The Group’s exposure to credit risk arises from potential default of the counterparty, with a

maximum exposure equal to the carrying amount. Credit risk is managed on a Group basis.

Credit risk arises predominantly from derivatives and trade and other receivable. The Group

does not hold any credit derivatives to offset its credit exposure.

The Group’s Treasury Policy outlines the approach to the management of counterparty credit risk as

approved by the Board. A number of criteria are utilised to manage and spread the level of risk such

as: minimum credit rating of counterparty (investment grade), maximum credit exposure to any one

counterparty and consideration of counterparty concentration risk.

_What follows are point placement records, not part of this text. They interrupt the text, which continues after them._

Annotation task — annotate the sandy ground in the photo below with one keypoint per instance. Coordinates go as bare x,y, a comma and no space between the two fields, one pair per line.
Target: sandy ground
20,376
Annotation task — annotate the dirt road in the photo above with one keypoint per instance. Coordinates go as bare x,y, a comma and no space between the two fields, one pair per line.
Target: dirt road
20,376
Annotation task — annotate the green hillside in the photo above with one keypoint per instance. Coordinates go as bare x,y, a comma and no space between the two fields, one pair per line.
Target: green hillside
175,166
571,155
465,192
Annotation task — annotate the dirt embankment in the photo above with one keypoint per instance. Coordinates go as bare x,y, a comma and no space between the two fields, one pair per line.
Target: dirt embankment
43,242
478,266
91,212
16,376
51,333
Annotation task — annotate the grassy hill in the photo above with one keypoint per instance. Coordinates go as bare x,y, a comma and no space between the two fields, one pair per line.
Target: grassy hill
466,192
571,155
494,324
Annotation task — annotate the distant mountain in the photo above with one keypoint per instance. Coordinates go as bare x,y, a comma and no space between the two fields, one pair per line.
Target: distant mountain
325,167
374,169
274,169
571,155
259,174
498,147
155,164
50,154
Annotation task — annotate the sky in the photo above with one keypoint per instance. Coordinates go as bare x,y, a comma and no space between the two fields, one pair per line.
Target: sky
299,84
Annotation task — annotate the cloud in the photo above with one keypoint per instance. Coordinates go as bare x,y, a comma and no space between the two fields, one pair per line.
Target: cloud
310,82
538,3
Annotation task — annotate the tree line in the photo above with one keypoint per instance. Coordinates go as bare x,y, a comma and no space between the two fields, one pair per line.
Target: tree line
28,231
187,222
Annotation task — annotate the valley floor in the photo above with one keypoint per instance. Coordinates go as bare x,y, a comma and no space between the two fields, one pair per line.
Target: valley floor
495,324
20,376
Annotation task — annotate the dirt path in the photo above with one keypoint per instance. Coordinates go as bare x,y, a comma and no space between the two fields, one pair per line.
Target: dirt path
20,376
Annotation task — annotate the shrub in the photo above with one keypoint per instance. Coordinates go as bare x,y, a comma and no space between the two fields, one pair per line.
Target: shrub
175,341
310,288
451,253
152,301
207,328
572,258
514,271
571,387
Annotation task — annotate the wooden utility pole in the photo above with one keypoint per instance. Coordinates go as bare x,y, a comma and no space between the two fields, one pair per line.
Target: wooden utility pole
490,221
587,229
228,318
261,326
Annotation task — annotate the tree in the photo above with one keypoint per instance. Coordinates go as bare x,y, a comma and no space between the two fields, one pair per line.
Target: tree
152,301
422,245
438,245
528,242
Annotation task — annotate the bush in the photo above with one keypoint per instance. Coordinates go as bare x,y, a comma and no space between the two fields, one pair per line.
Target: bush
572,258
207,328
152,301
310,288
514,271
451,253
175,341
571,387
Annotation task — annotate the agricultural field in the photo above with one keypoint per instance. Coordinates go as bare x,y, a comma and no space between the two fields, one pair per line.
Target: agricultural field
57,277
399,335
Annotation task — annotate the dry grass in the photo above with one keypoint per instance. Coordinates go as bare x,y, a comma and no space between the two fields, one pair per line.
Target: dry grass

The Group’s policy is that all customers enter into access agreements meeting the terms and

conditions as set out in the agreement before entering the Group’s rail network and receiving

any trade credit facilities.

The Group’s exposure to bad debts has been historically low and statistically insignificant, therefore

no collective loss provision is determined. The Group does have significant concentration of credit

risk associated with major customers providing a high proportion of access revenue, therefore any

bad debt provisions required are assessed on an individual basis.

(ii) Credit quality

Allowance for impairment

The ageing analysis of trade receivables as at 30 June 2016 are listed below and include $19.4m

(2015: $2.9m) of trade receivables that are past due but not impaired. These relate to a number of

independent customers for whom there is no recent history of default. The $31.8m (2015: $32.9m)

of trade receivables is neither past due nor impaired and based on the credit history of these

customers it is expected that these amounts will be received when due.

The ageing of trade receivables is as follows:

Consolidated

2016

$’000

2015

$’000

Neither past due nor impaired

31,849

32,940

Past due but not impaired

30 - 60 days

18,660

2,788

61 - 90 days

11

95

> 90 days

700

60

Total

51,220

35,883

As at 30 June 2016 there was an allowance of impairment in trade and other receivables of the

Group of $0.031m (2015: $0.024m). The individually impaired items relate to rental on property

where the lessees have fallen significantly behind on lease payments. Other receivables past

due but not considered impaired are nil (2015: nil).